Add it to the checklist. An Israeli cybersecurity firm that secures code in software development, Checkmarx, is set to be acquired by San Francisco-based private equity firm Hellman & Friedman in a deal valued at $1.15 billion. The previous owner, New York-based Insight Partners, will retain a minority stake. The deal is the latest in a flurry of private equity deals taking over cybersecurity businesses.

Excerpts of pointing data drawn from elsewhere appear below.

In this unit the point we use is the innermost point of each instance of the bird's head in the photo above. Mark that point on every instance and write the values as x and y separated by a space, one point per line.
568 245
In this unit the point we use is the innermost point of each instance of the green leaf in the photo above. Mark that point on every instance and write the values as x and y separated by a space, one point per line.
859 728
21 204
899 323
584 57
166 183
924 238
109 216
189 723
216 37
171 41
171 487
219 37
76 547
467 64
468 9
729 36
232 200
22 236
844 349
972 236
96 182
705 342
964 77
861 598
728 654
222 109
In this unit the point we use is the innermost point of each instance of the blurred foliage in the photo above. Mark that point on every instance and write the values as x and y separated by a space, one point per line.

New technologies like high-resolution satellites and A.I.-based image processing will enable Earth-wide surveillance to a degree never before seen. How will this fast-approaching future affect humanity? Vice probes the profound, planetary changes in store for us.
The feeling of epiphanic connection with the planet experienced by astronauts gazing at Earth is known popularly as “the overview effect,” a term coined by author Frank White in his book of the same name. The new geospatial view of Earth, however, may offer something closer to an “overwhelm effect,” as our home world is imaged, valued, and monitored by millions of sensors on thousands of spacecraft orbiting Earth.
Why e-commerce won’t save retailers from the coronavirus by Phil Wahba
Apple store closures extended to ‘until further notice’ by Don Reisinger
Working remotely causes strain on IT—and challenges work-from-home culture by Kate Jacobson
The user experience of ‘teleworking’ evolves with the times by Clay Chandler
Uber suspends shared rides as coronavirus continues to spread by Chris Morris
Online grocers struggle to meet the surge in demand by Jeremy Kahn
If Bitcoin is a 'safe haven' then why does it tank in times of trouble? by Robert Hackett
ONE MORE THING
If you own a private plane, know that investigative journalists may be hot on your tail. Molly Reden at HuffPost dug into Federal Aviation Administration records until she identified a jet she believes may be—emphasis on maybe—owned by Peter Thiel, early Facebook investor, PayPal cofounder, and Trump befriender. She unraveled the (possible) secret by guessing at the name of a shell company to which the plan is registered. It is named Thorondor after a mighty eagle——nay, the mightiest eagle—in Lord of the Rings mythology.
Whoever owns the jet clearly has good taste.